Antibiorésistance : une menace pour notre santé !
La surconsommation d’antibiotiques pour les humains et les animaux provoque une antibiorésistance, qui rend ces médicaments moins efficaces contre les bactéries.
Partout dans le monde, les mêmes problèmes se posent pour se soigner. Au “One Health Summit” qui s’est tenu à Lyon, lundi 6 et mardi 7 avril 2026, les chercheurs ont noté le recours de plus en plus massif aux antibiotiques qui provoque une baisse d’efficacité de ces médicaments. Une problématique qui touche les hommes, mais aussi les animaux. En effet, la santé des humains, des animaux et de l’environnement est interconnectée.
Les animaux consomment désormais plus d’antibiotiques que les humains.
Dans certains pays, des antibiotiques sont encore utilisés comme facteur de croissance de l’élevage, ainsi qu’en prévention. Malheureusement les lobbys de fabricants de nourriture pour animaux intègrent dans ces aliments des antibiotiques et incitent les éleveurs à les administrer de manière à protéger leurs élevages. On retrouve donc des antibiotiques dans les élevages de poulet, de porc, de vache, mais aussi dans l’aquaculture.
Au Vietnam et au Cambodge par exemple, on observe les effets de leur usage massif, souvent préventif, dans les élevages de poissons par exemple. Les antibiotiques utilisés créent presque naturellement des résistances au niveau de certaines bactéries qui touchent les poissons que l’on élève. Ces résistances au travers de gènes de résistance vont se transmettre à d’autres bactéries qui peuvent affecter l’être humain ou d’autres mammifères, en l’occurrence des animaux d’élevage…
Et chez les humains ?
Pour les antibiotiques à destination des humains, leur consommation continue d’augmenter et s’est déplacée puisqu’au départ la problématique était vraiment au niveau des hôpitaux, mais maintenant 90% des antibiotiques sont utilisés en milieu communautaire dans les populations et bien sûr dans de nombreuses régions du Sud.
Antibiotiques et pesticides : même combat !
Le phénomène s’apparente aux conséquences de l’utilisation de pesticides.

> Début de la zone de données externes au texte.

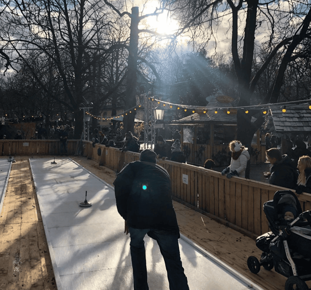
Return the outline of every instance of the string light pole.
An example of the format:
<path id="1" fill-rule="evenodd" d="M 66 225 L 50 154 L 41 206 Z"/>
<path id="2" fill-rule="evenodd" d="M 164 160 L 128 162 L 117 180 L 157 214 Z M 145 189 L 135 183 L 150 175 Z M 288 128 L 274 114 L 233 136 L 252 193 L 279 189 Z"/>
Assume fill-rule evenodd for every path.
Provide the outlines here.
<path id="1" fill-rule="evenodd" d="M 155 102 L 153 99 L 149 95 L 146 94 L 144 96 L 145 120 L 144 122 L 144 149 L 153 149 L 155 143 L 156 130 L 153 126 L 156 123 L 153 114 Z"/>
<path id="2" fill-rule="evenodd" d="M 83 109 L 83 140 L 85 141 L 87 139 L 87 141 L 90 141 L 90 134 L 89 134 L 89 130 L 90 130 L 90 121 L 91 120 L 91 116 L 88 115 L 86 115 L 86 112 L 88 111 L 90 109 L 93 109 L 93 108 L 91 107 L 84 107 L 84 108 L 79 108 L 81 110 Z M 86 132 L 86 123 L 87 122 L 87 133 Z"/>

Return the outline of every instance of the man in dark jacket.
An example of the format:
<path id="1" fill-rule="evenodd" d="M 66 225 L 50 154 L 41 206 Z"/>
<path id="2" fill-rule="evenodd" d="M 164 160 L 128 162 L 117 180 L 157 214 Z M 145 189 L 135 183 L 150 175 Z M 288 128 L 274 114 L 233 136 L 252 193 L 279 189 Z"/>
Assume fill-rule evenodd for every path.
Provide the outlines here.
<path id="1" fill-rule="evenodd" d="M 186 163 L 186 158 L 180 150 L 180 143 L 178 139 L 173 143 L 171 148 L 171 160 L 175 162 Z"/>
<path id="2" fill-rule="evenodd" d="M 157 155 L 157 157 L 159 158 L 167 157 L 169 158 L 171 156 L 171 150 L 169 146 L 164 140 L 161 135 L 159 135 L 156 139 L 156 144 L 155 145 L 153 151 Z"/>
<path id="3" fill-rule="evenodd" d="M 282 155 L 277 148 L 271 148 L 266 152 L 267 158 L 273 165 L 271 168 L 270 184 L 294 189 L 297 187 L 298 173 L 294 161 L 288 155 Z"/>
<path id="4" fill-rule="evenodd" d="M 170 289 L 189 290 L 180 259 L 180 237 L 171 197 L 170 181 L 156 165 L 156 154 L 146 149 L 140 161 L 129 163 L 114 182 L 117 207 L 129 232 L 134 290 L 148 290 L 144 238 L 156 241 L 163 256 Z"/>
<path id="5" fill-rule="evenodd" d="M 123 152 L 127 151 L 131 151 L 133 152 L 138 152 L 139 151 L 139 148 L 137 148 L 137 144 L 138 143 L 138 139 L 135 136 L 133 136 L 132 132 L 129 131 L 125 133 L 125 140 L 124 146 L 122 148 L 120 148 Z"/>

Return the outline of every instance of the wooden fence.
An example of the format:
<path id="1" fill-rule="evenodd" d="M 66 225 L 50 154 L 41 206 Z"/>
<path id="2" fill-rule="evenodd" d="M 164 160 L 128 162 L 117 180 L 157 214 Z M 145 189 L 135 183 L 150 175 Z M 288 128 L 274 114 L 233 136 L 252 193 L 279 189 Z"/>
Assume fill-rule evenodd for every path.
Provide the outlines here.
<path id="1" fill-rule="evenodd" d="M 117 171 L 139 160 L 138 153 L 84 144 L 85 156 Z M 158 164 L 169 174 L 173 198 L 253 238 L 269 230 L 264 203 L 273 199 L 277 190 L 287 189 L 240 177 L 228 179 L 220 172 L 169 160 L 159 159 Z M 303 211 L 311 210 L 311 195 L 304 193 L 298 198 Z"/>
<path id="2" fill-rule="evenodd" d="M 186 156 L 187 162 L 191 164 L 203 165 L 207 159 L 212 159 L 217 166 L 226 166 L 230 164 L 231 153 L 228 145 L 205 145 L 182 143 L 182 151 Z M 251 165 L 258 164 L 266 161 L 266 146 L 252 145 L 248 150 Z"/>
<path id="3" fill-rule="evenodd" d="M 69 155 L 76 153 L 79 140 L 68 140 Z M 2 156 L 15 155 L 58 155 L 60 154 L 58 140 L 1 140 L 0 152 Z"/>
<path id="4" fill-rule="evenodd" d="M 79 142 L 67 141 L 69 154 L 76 153 Z M 138 153 L 99 144 L 94 147 L 88 141 L 80 145 L 83 156 L 118 172 L 139 160 Z M 1 140 L 1 148 L 2 155 L 7 156 L 57 155 L 60 149 L 55 140 Z M 253 237 L 269 231 L 263 203 L 277 190 L 286 189 L 240 177 L 228 179 L 220 172 L 169 160 L 160 159 L 158 164 L 169 174 L 173 198 Z M 311 195 L 304 193 L 298 199 L 303 211 L 311 210 Z"/>

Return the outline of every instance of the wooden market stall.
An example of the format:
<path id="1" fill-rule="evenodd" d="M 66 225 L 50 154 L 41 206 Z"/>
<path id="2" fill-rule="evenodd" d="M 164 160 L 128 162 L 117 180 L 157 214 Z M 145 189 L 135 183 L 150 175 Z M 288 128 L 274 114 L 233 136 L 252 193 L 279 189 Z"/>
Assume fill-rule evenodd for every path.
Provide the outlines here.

Si au niveau mondial, nous ne diminuons pas l’utilisation des pesticides, des antimicrobiens, et des antibiotiques, nous allons provoquer un certain nombre de problèmes en termes de santé humaine.
Plus d’un million de décès par an à cause de l’antibiorésistance
Les antibiotiques ne sont plus assez efficaces pour nous soigner et on combat dès lors plus difficilement certaines maladies, ce qui est inquiétant.
Cette surconsommation d’antibiotiques favorise une résistance des bactéries aux médicaments. Selon les chiffres de l’OMS, c’est plus d’un million de décès directs par an par des problématiques d’antibiorésistance et 5 millions de décès qui sont associés à cette antibiorésistance par an. Cette problématique touche toutes sortes de maladies. Ainsi, une infection urinaire liée à la présence de bactéries Escherichia coli que l’on soignait par le passé très facilement, ne peuvent plus être traitées.
En cause ? Ce type de bactérie assez commune devient multirésistante et même des antibiotiques dits “superbugs » s’avèrent inefficaces pour la combattre. On ne peut donc plus soigner correctement les patients atteints de certaines maladies.
Et quelles sont les solutions?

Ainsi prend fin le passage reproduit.